The terms of the securitisation transaction must be such that—

a

a special purpose entity has acquired legal or equitable rights in relation to the securitised assets in return for a cash payment which has been raised by—

i

issuing debt securities on the security of those assets; or

ii

obtaining a loan from a credit institution secured on those assets;

b

the purchasers of the debt securities or the credit institution or institutions providing the loan, as the case may be, have no rights in relation to any of the society’s or any of its subsidiary or associated undertakings' assets, except the assets of the special purpose entity; and

c

the society and its subsidiary or associated undertakings, other than any special purpose entity, have no rights or obligations to acquire or re-acquire any of the securitised assets in the future except—

i

a right or obligation of the society or its subsidiary or associated undertakings to acquire or re-acquire a securitised asset in respect of which there is a breach of a warranty given to the special purpose entity; and

ii

a right or obligation of the society or its subsidiary or associated undertakings to acquire or re-acquire the remaining securitised assets once their value has decreased to 10% of their value when the securitisation transaction was entered into, or such lower percentage as may be specified in the transaction agreement.

Annotations:
Commencement Information
I3

Art. 3 in force at 1.1.2005, see art. 1(2)

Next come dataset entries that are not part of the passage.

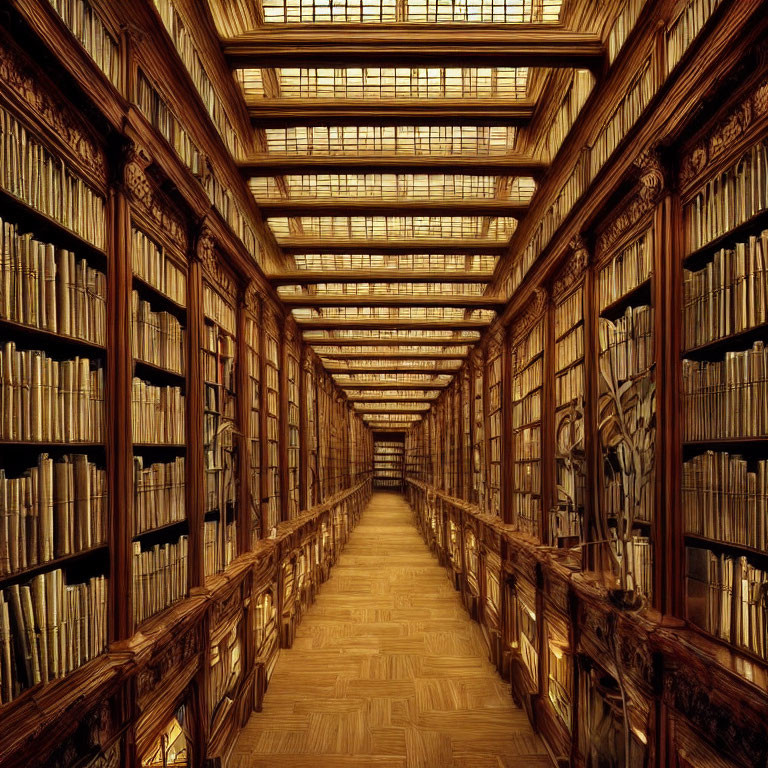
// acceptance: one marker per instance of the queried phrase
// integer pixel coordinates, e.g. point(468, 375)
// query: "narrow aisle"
point(388, 669)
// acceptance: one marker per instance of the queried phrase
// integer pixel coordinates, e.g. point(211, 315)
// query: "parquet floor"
point(387, 670)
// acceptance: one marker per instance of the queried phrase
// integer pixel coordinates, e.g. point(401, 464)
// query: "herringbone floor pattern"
point(387, 670)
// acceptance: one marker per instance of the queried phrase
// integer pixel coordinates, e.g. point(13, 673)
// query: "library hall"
point(383, 384)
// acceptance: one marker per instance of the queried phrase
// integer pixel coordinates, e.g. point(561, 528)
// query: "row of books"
point(724, 500)
point(614, 499)
point(184, 42)
point(633, 103)
point(160, 115)
point(158, 493)
point(570, 348)
point(628, 269)
point(729, 199)
point(159, 577)
point(569, 386)
point(47, 400)
point(219, 545)
point(526, 410)
point(686, 26)
point(157, 414)
point(49, 628)
point(152, 265)
point(639, 562)
point(527, 379)
point(31, 173)
point(54, 509)
point(49, 288)
point(218, 309)
point(88, 28)
point(729, 295)
point(156, 337)
point(569, 313)
point(727, 399)
point(627, 345)
point(725, 596)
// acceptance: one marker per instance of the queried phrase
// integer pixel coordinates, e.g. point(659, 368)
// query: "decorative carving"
point(141, 191)
point(18, 76)
point(725, 133)
point(253, 296)
point(574, 268)
point(650, 186)
point(172, 659)
point(531, 314)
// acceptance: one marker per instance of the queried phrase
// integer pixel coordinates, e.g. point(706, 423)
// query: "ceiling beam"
point(409, 44)
point(470, 247)
point(367, 341)
point(308, 277)
point(405, 300)
point(381, 323)
point(434, 370)
point(384, 386)
point(504, 165)
point(288, 113)
point(389, 356)
point(390, 399)
point(393, 207)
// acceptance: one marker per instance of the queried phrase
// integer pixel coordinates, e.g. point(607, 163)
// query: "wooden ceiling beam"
point(470, 247)
point(391, 399)
point(290, 113)
point(367, 341)
point(308, 277)
point(341, 369)
point(390, 356)
point(410, 44)
point(382, 323)
point(368, 385)
point(405, 300)
point(393, 207)
point(499, 165)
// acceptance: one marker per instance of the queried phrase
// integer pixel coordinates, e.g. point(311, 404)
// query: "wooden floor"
point(388, 670)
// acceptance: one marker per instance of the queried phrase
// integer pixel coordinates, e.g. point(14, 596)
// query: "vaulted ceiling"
point(399, 143)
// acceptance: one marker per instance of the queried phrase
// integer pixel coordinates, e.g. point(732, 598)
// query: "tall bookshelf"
point(220, 428)
point(724, 426)
point(271, 383)
point(55, 524)
point(566, 527)
point(160, 543)
point(254, 411)
point(627, 410)
point(526, 403)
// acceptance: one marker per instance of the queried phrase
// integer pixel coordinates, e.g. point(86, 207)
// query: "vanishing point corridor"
point(387, 669)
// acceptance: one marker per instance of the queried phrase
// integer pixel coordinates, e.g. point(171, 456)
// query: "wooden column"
point(195, 496)
point(118, 439)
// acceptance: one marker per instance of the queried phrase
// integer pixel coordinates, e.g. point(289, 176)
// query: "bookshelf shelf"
point(46, 340)
point(29, 219)
point(66, 561)
point(636, 297)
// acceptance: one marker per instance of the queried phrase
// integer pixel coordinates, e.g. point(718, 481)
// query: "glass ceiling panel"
point(385, 289)
point(394, 186)
point(385, 82)
point(372, 350)
point(403, 335)
point(373, 11)
point(392, 378)
point(494, 228)
point(354, 140)
point(392, 313)
point(423, 395)
point(439, 262)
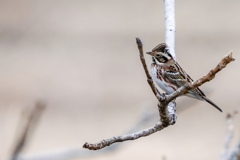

Securitised assets of a subsidiary undertaking and the funding limitI44

1

Section 7(2)6 of the 1986 Act is modified in its application to liabilities of subsidiary undertakings of a building society as follows.

2

Where an amount is included in the total liabilities of any subsidiary undertaking that are consolidated in the society’s accounts, in respect of the non-returnable proceeds raised pursuant to a securitisation transaction, that amount shall be disregarded for the purposes of that section if—

a

the assets securitised by the transaction are loans; and

b

the terms of the securitisation transaction meet the conditions in article 3(5).

Annotations:
Commencement Information
I4

Art. 4 in force at 1.1.2005, see art. 1(2)

Derek TwiggJohn HeppellTwo of the Lords Commissioners of Her Majesty’s Treasury

(This note is not part of the Order)

This Order modifies the application of the Building Societies Act 1986 provisions on the calculation of the lending limit and the funding limit (“the nature limits”) to the assets of subsidiary undertakings. Sections 6 and 7, which set out how the nature limits are to be calculated for a building society, require that the figures to be used for a society’s and its subsidiaries' assets and liabilities are taken from the society’s accounts. Building societies will be able to use International Accounting Standards (“IAS”) to prepare their accounts from 1st January 2005 and those with traded securities will be required to use IAS from that date. This will change the way in which some assets are shown in some societies' accounts. Where a building society prepares its accounts using IAS, certain securitised assets and liabilities in respect of those assets, which previously would only have appeared at net value in their accounts will now appear at gross value. This would have the effect of changing the results of the nature limits calculations for some building societies. This Order therefore provides that securitised assets held by subsidiary undertakings can, where the transaction under which they are securitised meets certain conditions, be included for the calculation of the nature limits at net value regardless of how they appear in the society’s accounts.